The Markets

Is it a melt-up?

You’re familiar with the word melt. Ice cream melts. Snow melts. You may have seen someone melt down (or have done it yourself). Right now, markets may be experiencing a melt-up, according to Barron’s. Melt-up is a counterintuitive term which describes a sharp, emotion-driven improvement in market performance. Last June, The Wall Street Journal blog described the melt-up phenomenon like this:

“Money managers and analysts are beginning to talk about an idea that dates from the roaring ’90s: a rapid stock gain known as a melt-up. In the late ’90s, people thought a melt-up, or a sudden double-digit percentage rise, was a fine thing. Set off by some exciting event, melt-ups feed on their own gains as people rush to avoid missing out. In late 1999 and early 2000, the Nasdaq Composite Index surged to 5000 from 3000 amid the Internet frenzy. It then collapsed. Melt-ups, investors learned, can lead to meltdowns.”

Markets did move higher last week. In fact, several major U.S. indices finished at record highs on the same day. That’s a rare occurrence and one that hasn’t happened since 1998. What was behind the move? Barron’s reported investors were encouraged by mid-term election results, strong third-quarter earnings, and the European Central Bank’s promise to spend $1.25 trillion on quantitative easing.

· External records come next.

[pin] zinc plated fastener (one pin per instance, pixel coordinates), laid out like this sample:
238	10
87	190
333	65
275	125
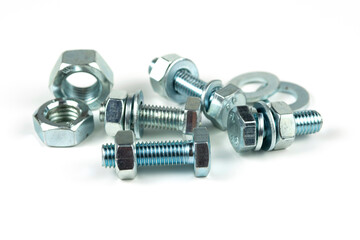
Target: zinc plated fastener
126	155
128	112
269	126
176	77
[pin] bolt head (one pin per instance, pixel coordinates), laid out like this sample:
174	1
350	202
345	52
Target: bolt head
162	72
114	108
125	155
192	113
242	129
285	124
223	101
202	152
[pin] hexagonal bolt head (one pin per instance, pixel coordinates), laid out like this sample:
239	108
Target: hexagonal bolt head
242	129
202	150
162	72
114	112
125	155
285	124
223	101
192	113
63	122
87	61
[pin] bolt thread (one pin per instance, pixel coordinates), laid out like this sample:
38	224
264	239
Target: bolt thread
154	154
102	112
307	122
108	155
164	153
151	116
188	85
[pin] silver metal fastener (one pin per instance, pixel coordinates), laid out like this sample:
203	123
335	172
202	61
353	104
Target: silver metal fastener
123	112
176	77
126	155
271	126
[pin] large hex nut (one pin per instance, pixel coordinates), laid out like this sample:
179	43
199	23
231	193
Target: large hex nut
63	122
87	61
223	101
202	150
162	74
285	124
125	155
113	112
242	129
192	114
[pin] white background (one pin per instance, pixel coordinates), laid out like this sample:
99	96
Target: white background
308	191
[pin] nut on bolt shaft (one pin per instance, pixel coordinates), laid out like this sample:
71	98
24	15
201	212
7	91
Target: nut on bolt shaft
271	126
176	77
126	155
128	112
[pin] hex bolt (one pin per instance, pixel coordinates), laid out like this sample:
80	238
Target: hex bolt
177	78
125	155
129	113
269	126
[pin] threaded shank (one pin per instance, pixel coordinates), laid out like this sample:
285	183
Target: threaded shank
307	122
108	155
164	153
188	85
161	117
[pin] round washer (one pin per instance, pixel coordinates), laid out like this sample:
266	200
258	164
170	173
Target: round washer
270	80
136	126
300	93
269	140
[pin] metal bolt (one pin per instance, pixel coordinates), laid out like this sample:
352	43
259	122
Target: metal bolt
129	113
125	155
271	126
177	78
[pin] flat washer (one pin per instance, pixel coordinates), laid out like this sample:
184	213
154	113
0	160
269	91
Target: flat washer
270	80
302	96
269	140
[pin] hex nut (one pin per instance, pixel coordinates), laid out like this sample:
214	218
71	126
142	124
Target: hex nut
125	155
285	124
63	122
113	112
242	129
223	101
162	73
87	61
192	114
202	150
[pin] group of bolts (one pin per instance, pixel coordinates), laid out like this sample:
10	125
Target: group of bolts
252	123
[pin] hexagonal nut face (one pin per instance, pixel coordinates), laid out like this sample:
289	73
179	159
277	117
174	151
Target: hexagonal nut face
114	112
162	74
125	155
192	113
285	124
223	101
86	61
242	129
63	122
202	150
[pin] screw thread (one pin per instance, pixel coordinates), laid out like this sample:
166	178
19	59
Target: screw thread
187	84
307	122
164	153
161	117
108	155
154	153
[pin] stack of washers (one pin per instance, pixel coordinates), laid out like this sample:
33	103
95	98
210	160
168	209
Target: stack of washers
251	120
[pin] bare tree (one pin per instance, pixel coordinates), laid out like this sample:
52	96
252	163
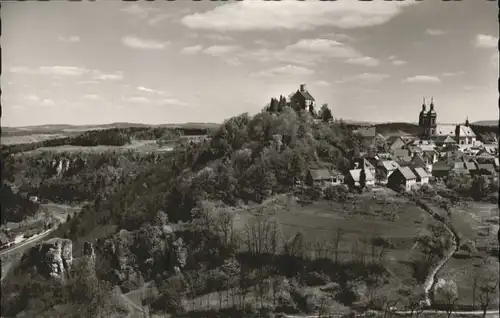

In the FTSE 100, shares have climbed 4.7%. The biggest FTSE 100 riser – after half-year results!

Investor optimism also gained ground. Last week’s American Association of Individual Investor’s (AAII’s) Sentiment Survey found a majority of investors were feeling bullish. Almost 53 percent believed stock prices would increase during the next six months. The bears were in retreat with pessimism about market performance falling to a nine-year low. “At current levels, optimism is unusually high and pessimism is unusually low. Historically, such occurrences have been followed by lower-than-average levels of market gains,” reported the AAII’s blog.

So, is it a melt-up? It’s difficult to know. What’s really important is this: Melt-ups are buy first, think later situations which sometimes lead to melt downs, which are sell first, think later situations. Needless to say, it’s always better to think first.